RAID0 would help me use more efficiently the total disk space available at each 
node, but tests have shown that under write load it behaves much worse than 
using separate data dirs, one per disk.
there are different strategies how RAID0 splits reads, also changing io scheduler and filesystem helps. I found that ZFS/ZRAID is best, especially backups are very good. If you dont plan to do backups ext4 is not bad either, but compactions are rather slow on it.
  I used a 3-node cluster, and the node with RAID0 kept getting behind the 
other two nodes which had separate data dirs. The problem with separate data 
dirs is that it seems to be difficult for Cassandra to use the space 
efficiently due to the compactions.
If you need to think about disk free space on nodes, then you do not have enough storage. TB drives are cheap today, buy some. Cluster should not be designed - we will be lucky if all our data fits there and we will not run out of space during major compactions.

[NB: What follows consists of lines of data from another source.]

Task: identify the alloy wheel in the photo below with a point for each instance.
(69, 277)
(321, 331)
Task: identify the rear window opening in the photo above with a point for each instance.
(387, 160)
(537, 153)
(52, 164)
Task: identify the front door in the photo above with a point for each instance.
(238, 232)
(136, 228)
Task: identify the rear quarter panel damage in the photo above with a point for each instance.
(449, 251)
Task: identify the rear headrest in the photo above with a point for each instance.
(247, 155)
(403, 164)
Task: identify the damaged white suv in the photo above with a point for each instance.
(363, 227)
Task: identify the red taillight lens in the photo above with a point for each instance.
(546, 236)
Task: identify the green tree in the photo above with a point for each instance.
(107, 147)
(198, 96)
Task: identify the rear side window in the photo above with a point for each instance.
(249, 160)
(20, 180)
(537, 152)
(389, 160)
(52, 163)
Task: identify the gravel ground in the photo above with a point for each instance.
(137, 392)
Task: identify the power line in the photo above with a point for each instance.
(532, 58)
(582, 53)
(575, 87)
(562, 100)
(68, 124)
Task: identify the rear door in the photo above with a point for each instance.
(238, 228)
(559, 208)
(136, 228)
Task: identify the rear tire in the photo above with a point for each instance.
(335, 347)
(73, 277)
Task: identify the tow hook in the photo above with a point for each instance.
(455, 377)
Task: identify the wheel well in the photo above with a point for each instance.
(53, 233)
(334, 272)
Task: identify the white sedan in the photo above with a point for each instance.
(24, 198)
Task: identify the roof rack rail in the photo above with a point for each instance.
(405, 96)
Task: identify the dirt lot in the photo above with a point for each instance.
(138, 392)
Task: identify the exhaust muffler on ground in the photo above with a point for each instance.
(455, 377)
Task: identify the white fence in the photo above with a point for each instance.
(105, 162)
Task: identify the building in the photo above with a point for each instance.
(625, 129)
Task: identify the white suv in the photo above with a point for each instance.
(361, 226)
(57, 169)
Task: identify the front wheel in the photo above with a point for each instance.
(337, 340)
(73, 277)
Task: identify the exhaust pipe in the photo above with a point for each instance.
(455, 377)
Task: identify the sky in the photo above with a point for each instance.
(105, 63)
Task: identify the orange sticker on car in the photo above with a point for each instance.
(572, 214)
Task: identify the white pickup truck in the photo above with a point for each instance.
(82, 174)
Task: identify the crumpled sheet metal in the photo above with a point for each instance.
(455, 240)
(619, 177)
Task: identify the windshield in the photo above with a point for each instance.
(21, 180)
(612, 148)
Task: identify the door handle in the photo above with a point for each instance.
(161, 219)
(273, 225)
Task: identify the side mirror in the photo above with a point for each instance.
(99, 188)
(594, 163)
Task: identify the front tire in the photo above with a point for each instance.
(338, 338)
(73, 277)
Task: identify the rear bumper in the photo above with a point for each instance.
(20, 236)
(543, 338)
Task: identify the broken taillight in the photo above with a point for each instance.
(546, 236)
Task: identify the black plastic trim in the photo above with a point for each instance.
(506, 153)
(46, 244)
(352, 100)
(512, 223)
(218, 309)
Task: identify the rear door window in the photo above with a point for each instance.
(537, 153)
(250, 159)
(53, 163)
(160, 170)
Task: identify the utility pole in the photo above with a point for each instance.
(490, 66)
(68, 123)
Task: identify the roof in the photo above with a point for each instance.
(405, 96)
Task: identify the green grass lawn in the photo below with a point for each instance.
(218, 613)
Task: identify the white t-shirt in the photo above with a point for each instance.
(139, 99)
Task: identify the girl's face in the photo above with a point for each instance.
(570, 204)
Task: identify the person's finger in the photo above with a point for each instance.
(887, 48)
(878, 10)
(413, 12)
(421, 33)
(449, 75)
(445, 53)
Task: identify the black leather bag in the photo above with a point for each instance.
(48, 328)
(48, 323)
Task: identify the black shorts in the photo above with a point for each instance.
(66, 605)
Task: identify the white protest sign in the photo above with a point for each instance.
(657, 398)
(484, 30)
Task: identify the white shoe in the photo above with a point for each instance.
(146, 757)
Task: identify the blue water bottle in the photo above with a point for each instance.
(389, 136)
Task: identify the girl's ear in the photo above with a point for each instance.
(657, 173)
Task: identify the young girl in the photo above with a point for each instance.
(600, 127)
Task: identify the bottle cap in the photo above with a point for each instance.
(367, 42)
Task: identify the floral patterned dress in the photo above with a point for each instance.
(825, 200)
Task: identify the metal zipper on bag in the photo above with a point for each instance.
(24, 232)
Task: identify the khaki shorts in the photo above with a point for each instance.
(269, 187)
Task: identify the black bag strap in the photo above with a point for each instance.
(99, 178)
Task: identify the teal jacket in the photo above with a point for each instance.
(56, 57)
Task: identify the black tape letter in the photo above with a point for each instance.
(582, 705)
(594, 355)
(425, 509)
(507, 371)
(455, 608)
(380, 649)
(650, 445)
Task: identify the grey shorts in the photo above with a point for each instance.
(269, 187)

  I first tried the new Leveled compactions scheme, which seemed promising since it would 
create "small" files that could be scattered by the data dirs, but the IO 
necessary for this compaction scheme is enormous under write load.
yes. its for mostly read only apps. but raising base table size to something larger like 50 MB helps.
Am I missing something here? Is this the best way to deal with this (abnormal) 
use case?
It takes time to learn how to tune cassandra properly. If you do not have time, hire somebody who will do it for you. It took me few months to master and its kinda difficult to explain it over mail.